Mast cells can produce and release numerous powerful mediators, such as serine proteinases tryptase and chymase, histamine, heparin, leukotriene C4, prostaglandin D2, and a wide range of cytokines, chemokines and growth factors, molecules that enable their participation in both adaptive and innate immune responses [8, 12, 22]. In chronic cutaneous inflammatory diseases, mast cells show increased levels of interleukin-4, tumor necrosis factor alpha (TNF-α), and interferon-gamma immunoreactivity [1, 2, 14]. Recently, mast cells have been shown to express functional CD30 ligand (CD30L/CD153), a member of the TNF superfamily. Since mast cells are the predominant CD30L-positive cells in Hodgkin’s lymphoma, where at least 50% of the mast cells display CD30L immunoreactivity, and can promote the growth of tumor cells, the CD30L-CD30 interaction between mast cells and lymphoma cells has been considered to be a part of the tumorigenesis in Hodgkin’s lymphoma [23]. Human mast cells evidently express also many other members of the TNF superfamily, such as CD40L, 4-1BBL and OX40L [18, 25, 27]. Furthermore, CD40 receptor activation has been suggested to be a promising target in antitumor therapy [25].

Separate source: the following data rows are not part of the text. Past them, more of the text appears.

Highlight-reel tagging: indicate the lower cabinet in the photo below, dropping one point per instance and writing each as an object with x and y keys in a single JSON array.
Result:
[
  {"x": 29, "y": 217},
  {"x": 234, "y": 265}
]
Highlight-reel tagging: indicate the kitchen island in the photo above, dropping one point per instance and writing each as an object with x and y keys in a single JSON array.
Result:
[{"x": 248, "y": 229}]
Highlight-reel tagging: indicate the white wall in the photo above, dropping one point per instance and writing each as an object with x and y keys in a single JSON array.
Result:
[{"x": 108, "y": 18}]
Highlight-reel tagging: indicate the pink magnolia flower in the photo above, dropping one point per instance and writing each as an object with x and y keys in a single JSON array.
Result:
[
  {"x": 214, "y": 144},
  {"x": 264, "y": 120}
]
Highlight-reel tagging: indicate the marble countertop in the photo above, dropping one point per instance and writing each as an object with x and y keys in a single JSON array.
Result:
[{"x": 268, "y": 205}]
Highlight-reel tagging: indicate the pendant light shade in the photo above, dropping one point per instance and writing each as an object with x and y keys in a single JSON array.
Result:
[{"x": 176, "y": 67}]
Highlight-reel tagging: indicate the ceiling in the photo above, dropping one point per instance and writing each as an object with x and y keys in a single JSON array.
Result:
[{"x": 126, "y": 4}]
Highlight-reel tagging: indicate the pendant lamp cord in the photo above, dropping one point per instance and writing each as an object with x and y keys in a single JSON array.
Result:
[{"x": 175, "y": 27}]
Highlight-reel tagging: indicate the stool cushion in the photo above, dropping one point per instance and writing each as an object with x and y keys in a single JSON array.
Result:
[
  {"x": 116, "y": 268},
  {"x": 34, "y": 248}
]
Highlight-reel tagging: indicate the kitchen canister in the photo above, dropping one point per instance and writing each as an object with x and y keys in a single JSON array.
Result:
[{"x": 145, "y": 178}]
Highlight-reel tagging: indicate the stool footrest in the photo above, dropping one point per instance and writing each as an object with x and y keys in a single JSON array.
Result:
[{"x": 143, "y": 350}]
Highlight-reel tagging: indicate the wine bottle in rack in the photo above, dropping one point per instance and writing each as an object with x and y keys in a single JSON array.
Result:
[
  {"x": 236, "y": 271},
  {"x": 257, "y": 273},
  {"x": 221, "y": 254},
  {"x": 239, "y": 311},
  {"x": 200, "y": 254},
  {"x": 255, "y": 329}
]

The members of the TNF superfamily are essentially involved in the immune responses. These molecules can either have direct antitumor effect or may participate in developing immune reactions against tumors [25, 31]. Since mast cells are one important source for several TNF family ligands and mast cells are increased in number in BCC, the primary purpose of this work was to find out whether mast cells show TNF family ligands, TNF-α, CD30L and CD40L in the BCC lesion and whether the BCC lesion contains respective receptors for these ligands.

Materials and methods

Chemicals

A mouse monoclonal anti-CD30L antibody was purchased from R&D Systems Europe Ltd (Oxon, UK), and a mouse monoclonal anti-CD30 antibody from Dako (Glostrup, Denmark). A rabbit polyclonal anti-TNF-α antibody was from Harlan Sera-Lab Ltd (Loughborough, UK) and a rabbit polyclonal anti-IL-8 antibody from Monosan (Uden, Netherlands). Goat polyclonal anti-TNFRI and anti-TNFRII antibodies, a goat polyclonal anti-CD40L antibody and a rabbit polyclonal anti-CD40 antibody were purchased from R&D. The mouse monoclonal antibody against Kit (CD117) was from Southern Biotechnology Associates (Birmingham, USA). The enzymehistochemical substrate of tryptase, Z-Gly-Pro-Arg-4-methoxy-2-naphthylamide, was obtained from Bachem (Bubendorf, Switzerland) and the chromogens, Fast Garnet GBC and Fast black K salt, from Sigma (St Louis, MO, USA). Reagents for immunohistochemistry were purchased from Vector Laboratories (Burlingame, CA, USA).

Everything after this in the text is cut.